Jakarta –
Read More : Ketum IMI Ungkap Mobil Klasik Bisa Jadi Investasi Menjanjikan
Menteri Industri (Mainperin), Aagus Gumimang, menyarankan agar produsen empat rheel mengurangi penjualan kendaraan di Indonesia. Karena langkah -langkah tersebut dianggap mampu meningkatkan daya beli konsumen yang melemah. Bagaimana jawaban Nisan untuk proposal ini?
PT Nissan Motor Indonesia Distributors (NMDI) Kepala Perencanaan Penjualan dan Produksi, Bima Aristotyo, mengklaim telah mendengar biaya kendaraan.

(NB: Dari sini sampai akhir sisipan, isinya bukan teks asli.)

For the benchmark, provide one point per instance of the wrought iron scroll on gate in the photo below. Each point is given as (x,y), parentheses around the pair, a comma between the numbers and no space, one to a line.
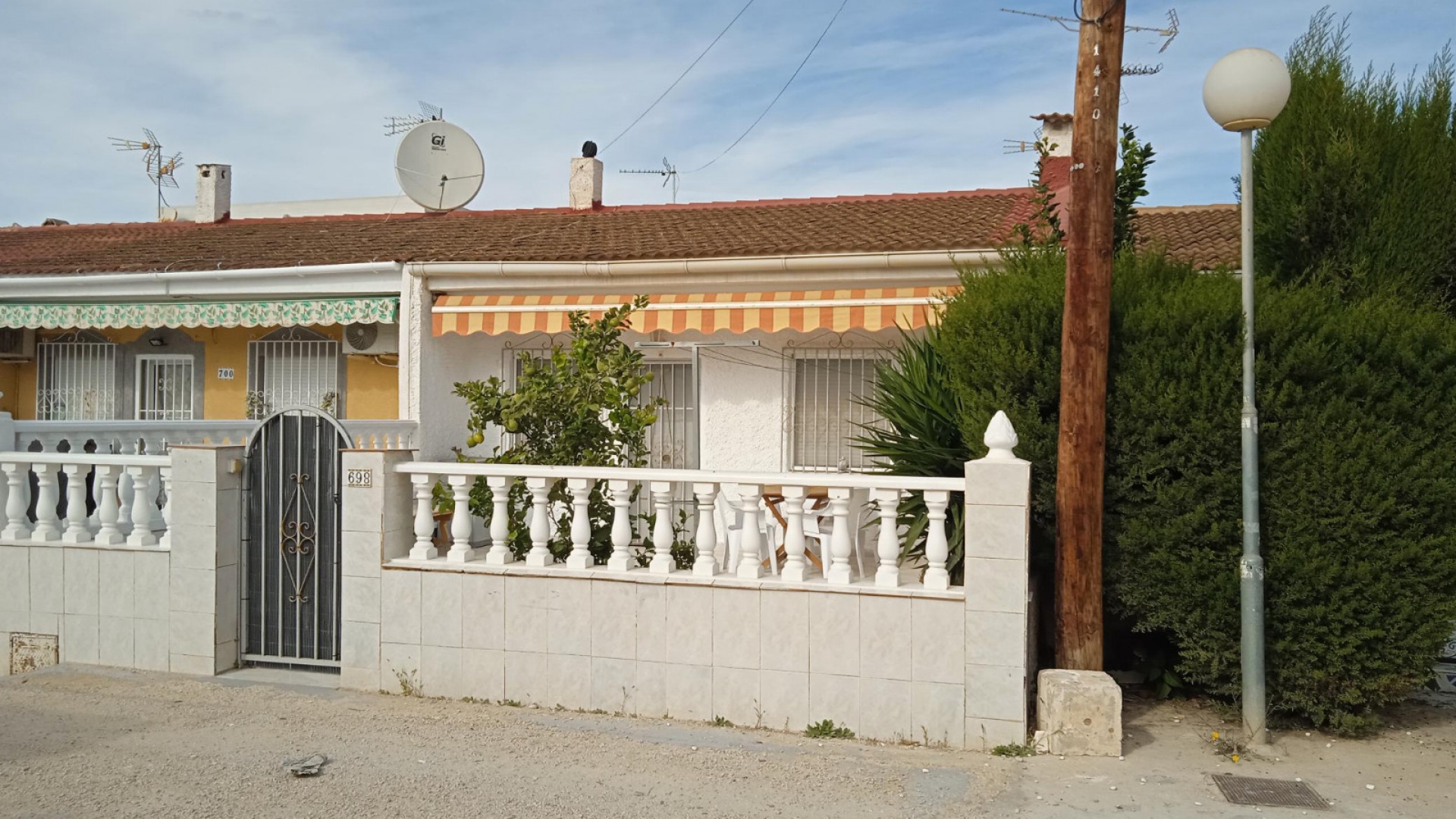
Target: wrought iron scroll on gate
(291,548)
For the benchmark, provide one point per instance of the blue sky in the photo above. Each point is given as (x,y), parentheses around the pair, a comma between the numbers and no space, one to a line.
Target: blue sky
(902,95)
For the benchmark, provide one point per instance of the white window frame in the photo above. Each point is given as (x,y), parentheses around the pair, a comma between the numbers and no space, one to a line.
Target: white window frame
(184,362)
(86,390)
(842,420)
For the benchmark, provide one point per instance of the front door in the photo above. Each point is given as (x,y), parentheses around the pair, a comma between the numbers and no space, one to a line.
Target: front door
(291,539)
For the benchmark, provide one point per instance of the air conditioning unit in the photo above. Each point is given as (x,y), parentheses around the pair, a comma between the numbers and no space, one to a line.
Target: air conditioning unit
(17,344)
(372,338)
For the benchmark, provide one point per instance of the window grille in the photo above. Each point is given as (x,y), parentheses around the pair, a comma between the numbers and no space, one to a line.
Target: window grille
(164,388)
(826,407)
(293,368)
(673,439)
(76,379)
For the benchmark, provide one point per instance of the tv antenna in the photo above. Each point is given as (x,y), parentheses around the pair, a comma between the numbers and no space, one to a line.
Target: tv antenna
(669,174)
(1168,33)
(161,169)
(400,124)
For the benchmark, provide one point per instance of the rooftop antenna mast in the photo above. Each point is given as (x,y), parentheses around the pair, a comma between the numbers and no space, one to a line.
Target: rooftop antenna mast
(669,174)
(400,124)
(161,169)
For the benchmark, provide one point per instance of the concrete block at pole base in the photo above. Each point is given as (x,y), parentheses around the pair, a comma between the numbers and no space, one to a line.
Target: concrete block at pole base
(1079,713)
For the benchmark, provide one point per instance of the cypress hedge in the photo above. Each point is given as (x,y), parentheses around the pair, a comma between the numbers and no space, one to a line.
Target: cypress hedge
(1357,466)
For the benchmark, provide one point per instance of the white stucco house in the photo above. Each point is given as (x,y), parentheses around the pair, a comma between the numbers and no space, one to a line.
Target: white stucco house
(221,439)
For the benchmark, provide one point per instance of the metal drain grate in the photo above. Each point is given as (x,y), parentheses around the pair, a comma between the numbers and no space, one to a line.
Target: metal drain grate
(1273,793)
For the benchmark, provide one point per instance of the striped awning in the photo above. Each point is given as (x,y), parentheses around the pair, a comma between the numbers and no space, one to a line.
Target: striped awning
(802,311)
(300,312)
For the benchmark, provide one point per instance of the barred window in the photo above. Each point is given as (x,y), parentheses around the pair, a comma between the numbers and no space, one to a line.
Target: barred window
(76,378)
(826,407)
(293,368)
(165,388)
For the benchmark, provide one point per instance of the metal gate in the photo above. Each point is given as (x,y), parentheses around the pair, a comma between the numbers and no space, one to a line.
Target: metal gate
(291,539)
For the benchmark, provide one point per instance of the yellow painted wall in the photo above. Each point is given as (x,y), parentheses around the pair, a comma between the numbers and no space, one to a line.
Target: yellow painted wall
(370,388)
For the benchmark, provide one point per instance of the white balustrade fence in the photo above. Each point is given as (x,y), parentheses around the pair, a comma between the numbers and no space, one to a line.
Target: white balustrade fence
(107,500)
(153,438)
(813,523)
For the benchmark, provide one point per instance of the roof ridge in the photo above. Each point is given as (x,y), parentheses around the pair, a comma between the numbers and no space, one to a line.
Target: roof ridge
(1184,209)
(723,205)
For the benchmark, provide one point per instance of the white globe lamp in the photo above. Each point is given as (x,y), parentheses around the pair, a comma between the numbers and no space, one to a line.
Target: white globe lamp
(1244,93)
(1247,89)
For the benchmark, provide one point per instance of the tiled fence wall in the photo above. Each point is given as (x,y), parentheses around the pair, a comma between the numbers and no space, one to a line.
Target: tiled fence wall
(890,664)
(164,607)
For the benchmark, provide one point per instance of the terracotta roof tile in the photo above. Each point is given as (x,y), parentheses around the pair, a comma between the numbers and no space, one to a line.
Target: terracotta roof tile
(873,223)
(1206,237)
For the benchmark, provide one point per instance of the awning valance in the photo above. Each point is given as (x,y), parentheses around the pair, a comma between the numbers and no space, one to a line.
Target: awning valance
(300,312)
(805,311)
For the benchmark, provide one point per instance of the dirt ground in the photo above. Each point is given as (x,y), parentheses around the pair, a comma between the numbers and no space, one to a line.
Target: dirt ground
(108,744)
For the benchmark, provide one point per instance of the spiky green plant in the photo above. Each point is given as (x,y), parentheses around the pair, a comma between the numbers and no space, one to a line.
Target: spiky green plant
(919,436)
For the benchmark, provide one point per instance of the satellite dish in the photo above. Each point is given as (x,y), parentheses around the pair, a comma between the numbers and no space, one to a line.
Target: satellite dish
(438,165)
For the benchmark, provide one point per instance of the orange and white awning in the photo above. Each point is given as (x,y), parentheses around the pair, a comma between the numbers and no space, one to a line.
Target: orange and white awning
(802,311)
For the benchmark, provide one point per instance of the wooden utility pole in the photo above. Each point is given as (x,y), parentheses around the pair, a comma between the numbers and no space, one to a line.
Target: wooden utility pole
(1085,318)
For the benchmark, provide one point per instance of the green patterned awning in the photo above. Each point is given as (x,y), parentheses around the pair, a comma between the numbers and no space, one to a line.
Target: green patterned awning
(204,314)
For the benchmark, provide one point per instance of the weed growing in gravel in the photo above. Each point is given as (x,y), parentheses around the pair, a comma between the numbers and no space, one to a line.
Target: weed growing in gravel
(408,682)
(1024,749)
(826,729)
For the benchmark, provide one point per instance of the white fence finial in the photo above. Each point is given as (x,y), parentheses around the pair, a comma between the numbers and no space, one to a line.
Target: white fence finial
(1001,439)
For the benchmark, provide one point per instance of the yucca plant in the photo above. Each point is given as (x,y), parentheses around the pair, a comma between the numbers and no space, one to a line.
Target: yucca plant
(919,435)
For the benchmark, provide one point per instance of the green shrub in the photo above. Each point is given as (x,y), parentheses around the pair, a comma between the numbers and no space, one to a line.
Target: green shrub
(1357,444)
(921,436)
(1354,183)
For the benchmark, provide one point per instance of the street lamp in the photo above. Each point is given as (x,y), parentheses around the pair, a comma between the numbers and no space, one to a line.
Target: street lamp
(1245,91)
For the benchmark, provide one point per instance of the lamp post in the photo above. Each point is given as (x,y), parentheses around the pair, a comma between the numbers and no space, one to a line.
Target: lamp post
(1245,91)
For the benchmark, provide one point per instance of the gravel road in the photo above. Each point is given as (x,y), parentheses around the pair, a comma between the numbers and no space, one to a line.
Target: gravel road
(111,744)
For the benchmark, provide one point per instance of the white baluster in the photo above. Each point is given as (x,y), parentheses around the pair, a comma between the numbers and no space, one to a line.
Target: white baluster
(839,541)
(165,541)
(47,497)
(126,496)
(500,553)
(937,550)
(580,556)
(748,535)
(795,567)
(663,528)
(541,522)
(620,493)
(140,507)
(889,545)
(462,525)
(18,500)
(707,538)
(107,506)
(159,521)
(424,547)
(76,529)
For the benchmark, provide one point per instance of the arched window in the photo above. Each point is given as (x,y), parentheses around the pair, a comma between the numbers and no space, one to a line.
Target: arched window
(294,368)
(76,378)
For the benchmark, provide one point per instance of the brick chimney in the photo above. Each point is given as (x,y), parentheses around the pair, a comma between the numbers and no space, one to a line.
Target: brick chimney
(1056,167)
(585,178)
(215,193)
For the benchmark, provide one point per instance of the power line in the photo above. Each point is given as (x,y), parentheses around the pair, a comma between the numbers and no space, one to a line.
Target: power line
(781,91)
(679,77)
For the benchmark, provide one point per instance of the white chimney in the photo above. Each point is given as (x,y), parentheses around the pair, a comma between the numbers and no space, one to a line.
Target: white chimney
(215,193)
(1056,133)
(585,178)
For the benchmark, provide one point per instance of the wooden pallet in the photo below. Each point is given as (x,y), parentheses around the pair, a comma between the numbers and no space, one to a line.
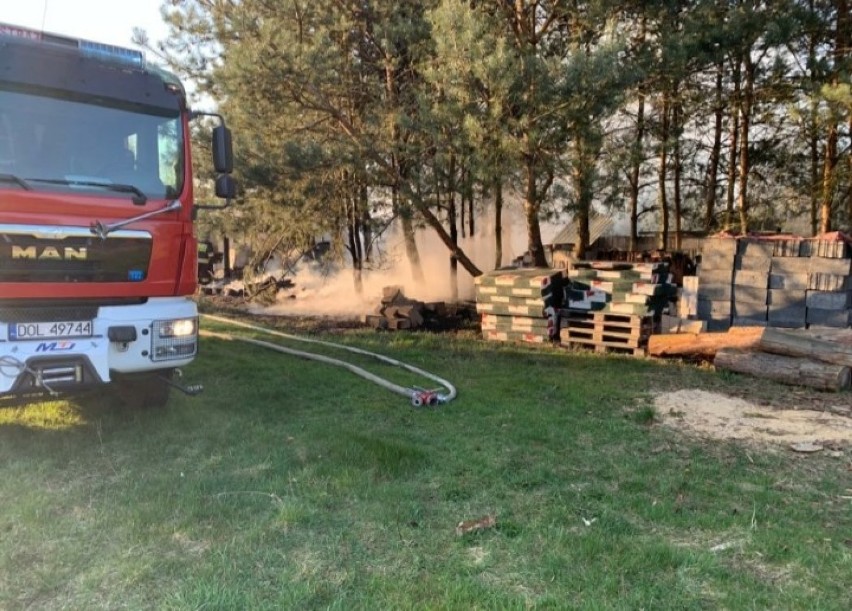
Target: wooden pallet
(607,348)
(612,318)
(626,336)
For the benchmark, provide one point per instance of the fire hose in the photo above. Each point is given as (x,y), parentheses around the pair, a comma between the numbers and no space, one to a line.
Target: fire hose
(418,396)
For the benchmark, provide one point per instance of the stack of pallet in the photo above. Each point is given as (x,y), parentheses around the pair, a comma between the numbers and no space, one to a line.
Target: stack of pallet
(612,307)
(621,288)
(606,331)
(510,304)
(778,282)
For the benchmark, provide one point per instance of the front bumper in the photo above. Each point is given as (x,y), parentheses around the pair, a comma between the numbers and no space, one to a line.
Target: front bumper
(125,339)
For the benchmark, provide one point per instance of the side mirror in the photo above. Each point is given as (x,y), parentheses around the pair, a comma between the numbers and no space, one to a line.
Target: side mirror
(226,187)
(223,155)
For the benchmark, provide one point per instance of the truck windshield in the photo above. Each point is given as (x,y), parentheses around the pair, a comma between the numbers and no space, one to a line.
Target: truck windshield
(57,144)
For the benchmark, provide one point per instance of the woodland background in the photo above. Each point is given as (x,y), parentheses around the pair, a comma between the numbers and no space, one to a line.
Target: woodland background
(353,115)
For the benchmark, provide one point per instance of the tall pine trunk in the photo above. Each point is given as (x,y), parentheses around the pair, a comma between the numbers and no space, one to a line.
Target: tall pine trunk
(662,171)
(677,111)
(734,145)
(745,128)
(635,173)
(712,178)
(498,223)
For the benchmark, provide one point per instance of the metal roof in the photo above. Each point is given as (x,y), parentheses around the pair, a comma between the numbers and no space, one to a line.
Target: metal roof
(598,226)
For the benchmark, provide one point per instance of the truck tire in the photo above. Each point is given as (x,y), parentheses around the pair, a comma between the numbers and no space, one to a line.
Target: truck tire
(144,390)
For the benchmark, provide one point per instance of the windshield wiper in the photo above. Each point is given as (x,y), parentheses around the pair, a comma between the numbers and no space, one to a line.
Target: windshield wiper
(17,180)
(138,198)
(103,230)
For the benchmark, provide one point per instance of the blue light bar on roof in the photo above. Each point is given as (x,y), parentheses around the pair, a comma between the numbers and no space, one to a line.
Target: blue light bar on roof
(88,48)
(112,53)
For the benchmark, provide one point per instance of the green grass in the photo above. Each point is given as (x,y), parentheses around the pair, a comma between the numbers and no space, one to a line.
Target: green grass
(290,484)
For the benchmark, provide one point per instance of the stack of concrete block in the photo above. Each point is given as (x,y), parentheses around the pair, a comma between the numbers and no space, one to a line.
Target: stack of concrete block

Namun, partai mereka tidak mempelajari banding secara relatif.
“Kami tidak memiliki studi untuk mengurangi harga bagi kami,” kata Bima ketika kami bertemu di wilayah Jakarta Selatan.
Dengan situasi keuangan saat ini, lebih baik dapat mempertahankan harga yang stabil, jelas BIMA. Dia yakin pelanggan akan menerima produk terbaik.
“Oleh karena itu, ada peningkatan situasi setidaknya Forex, informasi kemarin (mata uang) juga diperkuat, itu juga diperkuat, USD juga meningkat, sehingga kami dapat melakukan untuk membantu ekonomi Indonesia, ya, kami menjaga harga kami tetap terkini,” katanya.
Sebelumnya, Detikoto, Menparin Agas Gumivang, menyarankan agar produsen mobil di Indonesia menyarankan mengurangi biaya penjualan kendaraan. Menurutnya, langkah ini adalah untuk meningkatkan daya beli pelanggan yang lemah.
“Kami berharap ada strategi baru (dari produsen), misalnya, tidak diarahkan, mengurangi pengorbanan margin atau penjualan mobil (di Indonesia),” kata Agas selama pelantikan pabrik divisi baru di Krongang.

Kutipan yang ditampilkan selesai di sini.